企画書も、最初から綺麗にまとめようとして書くと、頭がロックされて、一歩目が出せなくなります。人は、書いていくうちに、何かを思いつくものなのです。

手を動かすことで、頭は回転する

 すぐやれない人は、手を動かすのが圧倒的に遅い人です。

 ある時、中谷塾で、地図記号や北朝鮮と韓国の国旗を描くというお題を出しました。

 正解にたどり着ける人は、「なんかこんなのだった」と、まず描き始めています。

 腕を組んでウーンと天井を見ている人は、正解にたどりつけません。

 これが始めるのが早い人と遅い人との差です。

 ケータイやパソコンの時代になって、手書きで文字や絵を書けない人がたくさん出てきました。

 こういう人はすぐやれないです。

 どんなにふだんからパソコンを使って文章を書いている人でも、やっぱり勝負はフリーハンドでどれだけ書けるかです。

 フリーハンドのスピード感が大切です。

 手で書けない人は、ポンポンとアイデアを生み出すことはできないのです。

 たしかにパソコンは便利な道具です。

 でもそれにばかり頼っていると、パソコンのないところでアイデアを出す習慣がなくなるのです。

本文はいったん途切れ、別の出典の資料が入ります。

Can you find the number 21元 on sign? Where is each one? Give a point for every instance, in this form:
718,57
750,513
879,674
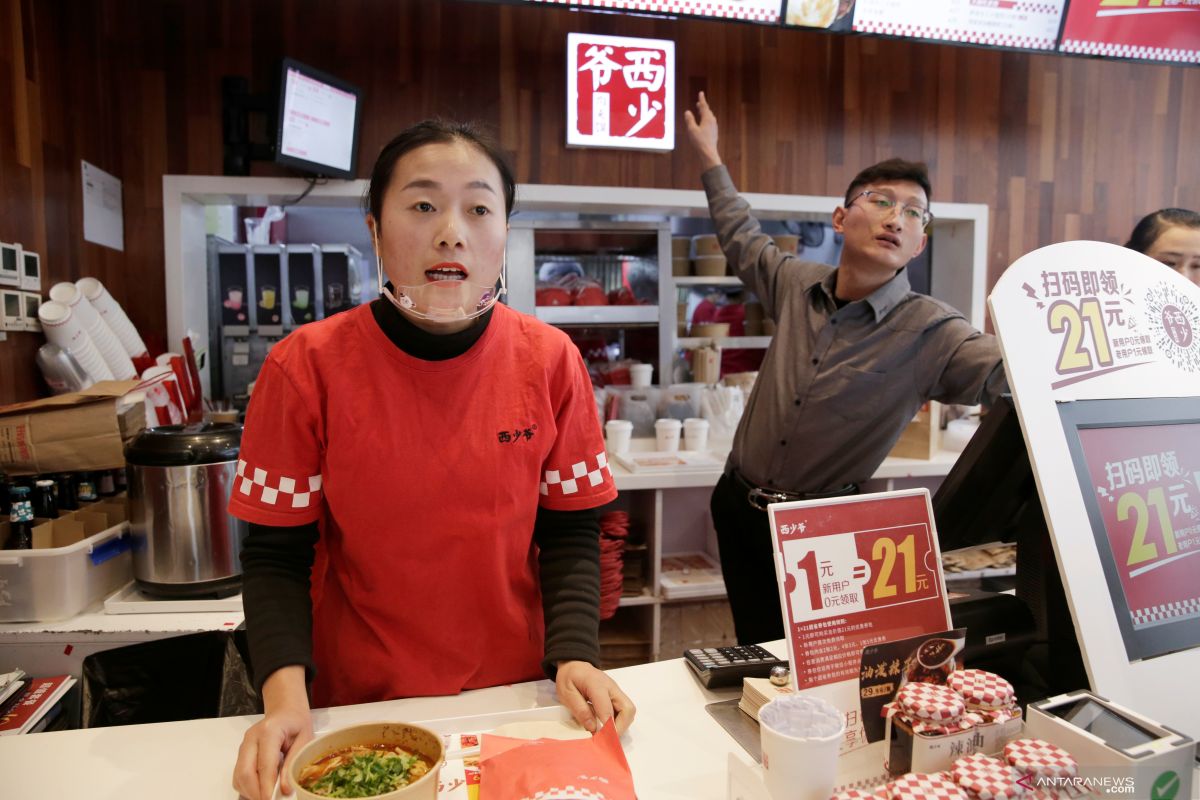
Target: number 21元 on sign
1065,317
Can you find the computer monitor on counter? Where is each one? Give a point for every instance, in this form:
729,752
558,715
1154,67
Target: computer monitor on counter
991,495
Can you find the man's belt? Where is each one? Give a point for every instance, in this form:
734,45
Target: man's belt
760,497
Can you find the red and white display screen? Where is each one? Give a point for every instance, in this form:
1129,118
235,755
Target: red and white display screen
1141,485
855,573
1161,30
1001,23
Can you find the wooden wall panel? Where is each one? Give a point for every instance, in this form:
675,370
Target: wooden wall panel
1057,148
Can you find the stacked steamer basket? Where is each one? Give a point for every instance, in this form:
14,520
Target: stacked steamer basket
613,533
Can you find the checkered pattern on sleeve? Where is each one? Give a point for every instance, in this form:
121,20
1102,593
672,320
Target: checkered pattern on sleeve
1041,758
589,471
981,689
276,489
917,786
930,702
987,777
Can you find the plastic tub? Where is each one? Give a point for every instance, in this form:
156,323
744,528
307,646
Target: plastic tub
54,583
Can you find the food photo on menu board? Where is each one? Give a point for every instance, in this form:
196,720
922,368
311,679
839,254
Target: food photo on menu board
831,14
1011,24
1161,30
761,11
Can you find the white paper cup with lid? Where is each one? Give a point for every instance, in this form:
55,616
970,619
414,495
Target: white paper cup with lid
666,433
695,433
640,374
799,737
618,433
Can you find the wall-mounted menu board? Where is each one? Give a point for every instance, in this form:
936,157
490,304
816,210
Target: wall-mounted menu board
760,11
999,23
1161,30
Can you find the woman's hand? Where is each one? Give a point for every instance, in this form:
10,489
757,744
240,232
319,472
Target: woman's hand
281,733
593,697
702,132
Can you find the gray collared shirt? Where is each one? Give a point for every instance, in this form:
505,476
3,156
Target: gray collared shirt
838,385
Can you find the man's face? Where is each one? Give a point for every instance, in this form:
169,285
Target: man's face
882,240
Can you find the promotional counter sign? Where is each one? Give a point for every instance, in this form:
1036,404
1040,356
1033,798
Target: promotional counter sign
619,92
855,571
1000,23
1161,30
1102,347
760,11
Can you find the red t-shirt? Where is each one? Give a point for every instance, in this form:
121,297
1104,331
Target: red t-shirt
425,477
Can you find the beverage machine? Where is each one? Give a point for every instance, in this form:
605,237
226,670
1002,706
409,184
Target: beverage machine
261,293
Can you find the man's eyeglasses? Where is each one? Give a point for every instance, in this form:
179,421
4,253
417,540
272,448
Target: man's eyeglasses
882,205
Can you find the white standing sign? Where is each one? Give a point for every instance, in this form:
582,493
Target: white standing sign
1102,347
619,92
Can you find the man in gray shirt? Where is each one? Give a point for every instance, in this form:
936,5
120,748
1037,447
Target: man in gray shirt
856,354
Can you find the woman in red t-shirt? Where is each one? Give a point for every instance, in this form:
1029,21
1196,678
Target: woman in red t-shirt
435,458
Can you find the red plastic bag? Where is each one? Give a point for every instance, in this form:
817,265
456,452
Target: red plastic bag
516,769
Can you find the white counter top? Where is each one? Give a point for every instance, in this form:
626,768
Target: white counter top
891,469
675,749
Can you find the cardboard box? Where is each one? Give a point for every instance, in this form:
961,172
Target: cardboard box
70,432
923,437
77,559
909,752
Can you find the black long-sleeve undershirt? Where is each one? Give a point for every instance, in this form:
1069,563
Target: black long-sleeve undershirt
277,560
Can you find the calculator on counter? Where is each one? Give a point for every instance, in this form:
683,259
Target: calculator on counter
718,667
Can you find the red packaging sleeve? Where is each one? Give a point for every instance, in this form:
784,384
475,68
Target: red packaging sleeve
526,768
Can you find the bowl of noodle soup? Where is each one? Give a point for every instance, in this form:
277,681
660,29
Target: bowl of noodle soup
390,761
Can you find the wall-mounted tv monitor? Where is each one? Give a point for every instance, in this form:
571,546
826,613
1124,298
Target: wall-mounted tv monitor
318,122
1134,29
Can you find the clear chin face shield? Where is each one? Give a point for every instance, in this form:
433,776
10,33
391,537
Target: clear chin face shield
443,301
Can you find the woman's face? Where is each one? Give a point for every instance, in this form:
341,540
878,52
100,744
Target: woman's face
1179,247
443,229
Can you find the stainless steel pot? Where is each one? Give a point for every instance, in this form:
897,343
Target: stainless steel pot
180,477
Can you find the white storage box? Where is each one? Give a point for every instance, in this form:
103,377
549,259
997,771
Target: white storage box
55,583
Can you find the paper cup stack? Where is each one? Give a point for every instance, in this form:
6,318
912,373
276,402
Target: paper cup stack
63,328
613,533
101,335
112,313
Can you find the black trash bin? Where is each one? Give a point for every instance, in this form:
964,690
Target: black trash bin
187,677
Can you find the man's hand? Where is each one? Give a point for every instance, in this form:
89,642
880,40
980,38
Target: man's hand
593,697
702,132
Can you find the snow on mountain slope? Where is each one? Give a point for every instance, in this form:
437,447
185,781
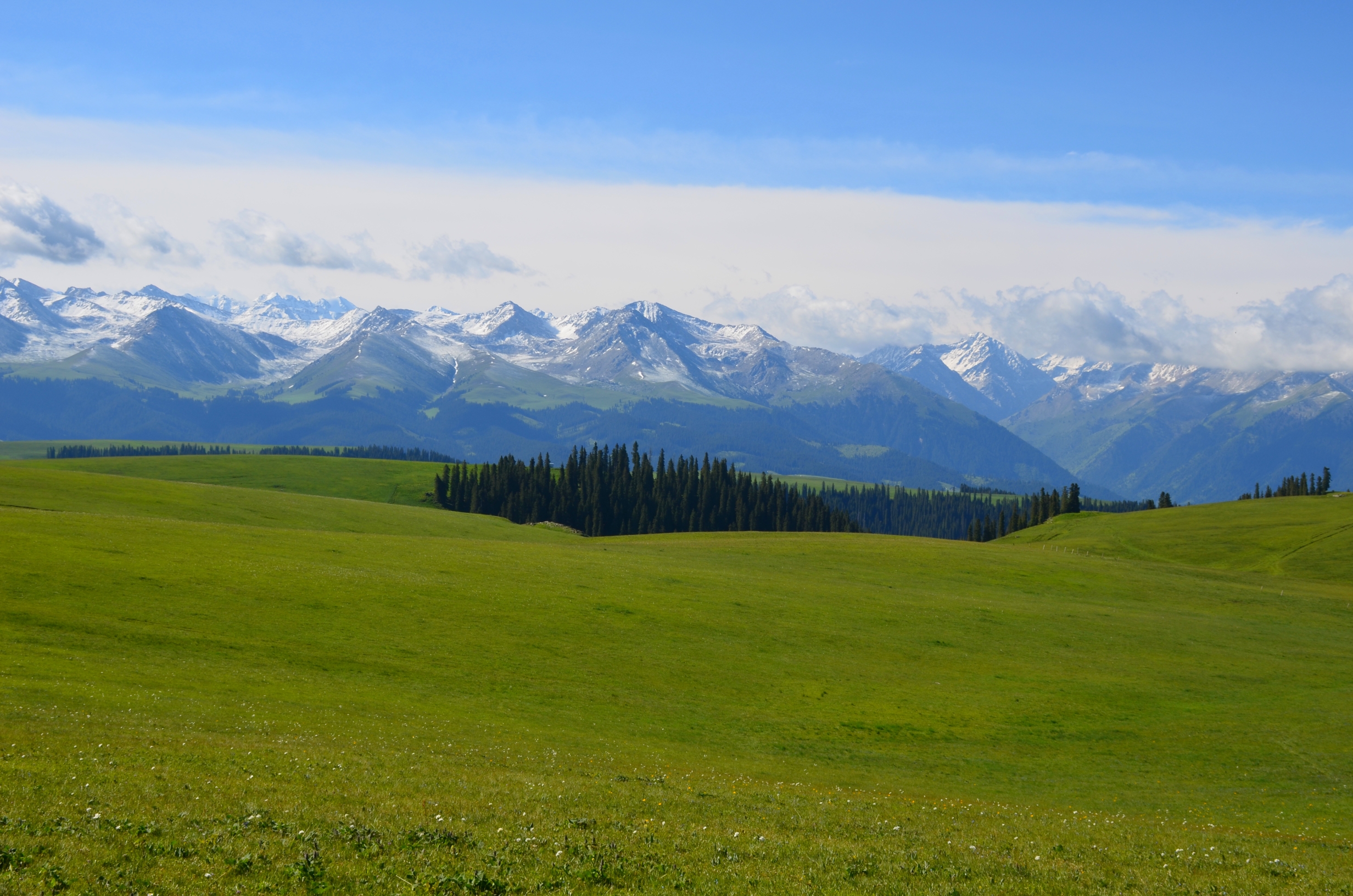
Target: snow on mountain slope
998,371
999,380
926,365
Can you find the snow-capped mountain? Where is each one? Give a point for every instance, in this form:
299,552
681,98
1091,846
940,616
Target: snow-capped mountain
1134,428
1203,434
977,371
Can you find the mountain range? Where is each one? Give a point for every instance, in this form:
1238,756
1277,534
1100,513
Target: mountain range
150,365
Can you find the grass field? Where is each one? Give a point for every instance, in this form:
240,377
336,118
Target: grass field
211,688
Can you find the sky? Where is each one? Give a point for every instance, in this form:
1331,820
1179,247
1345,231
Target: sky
1165,182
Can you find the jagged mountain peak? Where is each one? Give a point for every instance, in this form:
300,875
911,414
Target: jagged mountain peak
506,320
291,307
83,293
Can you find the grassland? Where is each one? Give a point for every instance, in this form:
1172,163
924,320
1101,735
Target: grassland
290,692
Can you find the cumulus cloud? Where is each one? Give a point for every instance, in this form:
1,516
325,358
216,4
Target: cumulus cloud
798,316
33,225
1310,329
256,237
133,239
1095,321
460,259
1307,329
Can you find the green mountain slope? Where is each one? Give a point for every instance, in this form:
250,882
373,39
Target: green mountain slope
1302,537
213,670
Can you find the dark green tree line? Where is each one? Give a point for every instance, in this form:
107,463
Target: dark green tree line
1294,486
623,492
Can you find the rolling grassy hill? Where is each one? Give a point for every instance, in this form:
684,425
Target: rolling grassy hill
210,688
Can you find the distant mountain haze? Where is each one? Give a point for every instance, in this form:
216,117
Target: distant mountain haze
511,379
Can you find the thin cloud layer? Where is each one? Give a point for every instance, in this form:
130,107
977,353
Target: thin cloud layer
1309,329
33,225
798,316
138,240
1095,321
263,240
460,259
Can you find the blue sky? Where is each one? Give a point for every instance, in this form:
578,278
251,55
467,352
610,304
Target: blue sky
1129,182
1235,109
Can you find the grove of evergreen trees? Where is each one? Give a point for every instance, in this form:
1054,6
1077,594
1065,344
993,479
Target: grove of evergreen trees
1294,486
378,452
623,492
138,451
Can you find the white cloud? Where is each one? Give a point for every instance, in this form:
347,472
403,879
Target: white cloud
1091,320
1309,329
34,225
263,240
460,259
798,316
141,242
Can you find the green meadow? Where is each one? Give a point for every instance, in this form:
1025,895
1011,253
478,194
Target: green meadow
289,674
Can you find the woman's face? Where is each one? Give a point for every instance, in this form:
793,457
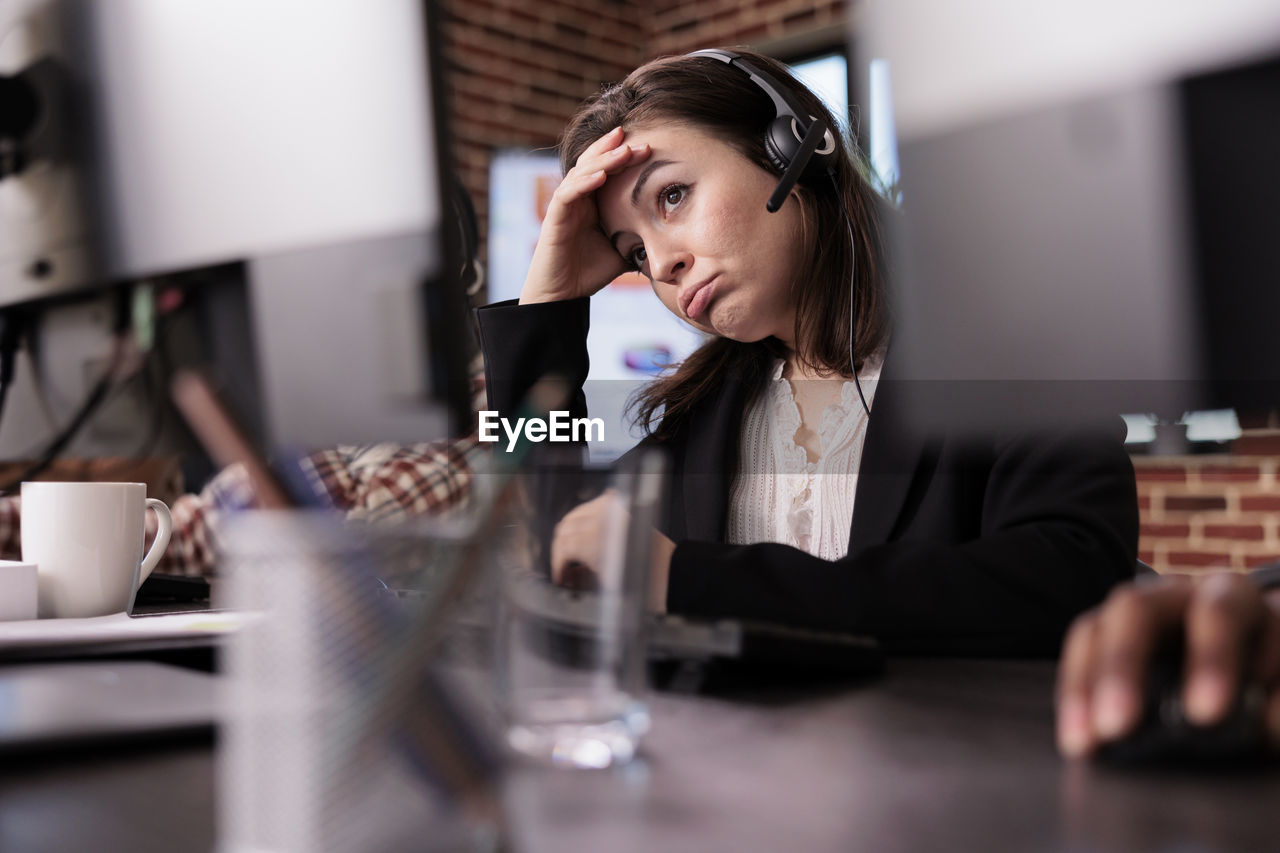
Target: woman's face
691,218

 わからないなりに、手で書いていく作業をすることが大切です。

 私は昔、TVコマーシャルのコンテを手で描いていました。

 コンテを描く時は、アイデアを思いついてから清書するということは、ありえません。

 最初はとりあえず、マスを5つ描きます。

 最後のカットはロゴです。

 そして、書けるところを埋めていくのです。

 思いついてから書くのではありません。

 まず、紙に落書きを始めるのです。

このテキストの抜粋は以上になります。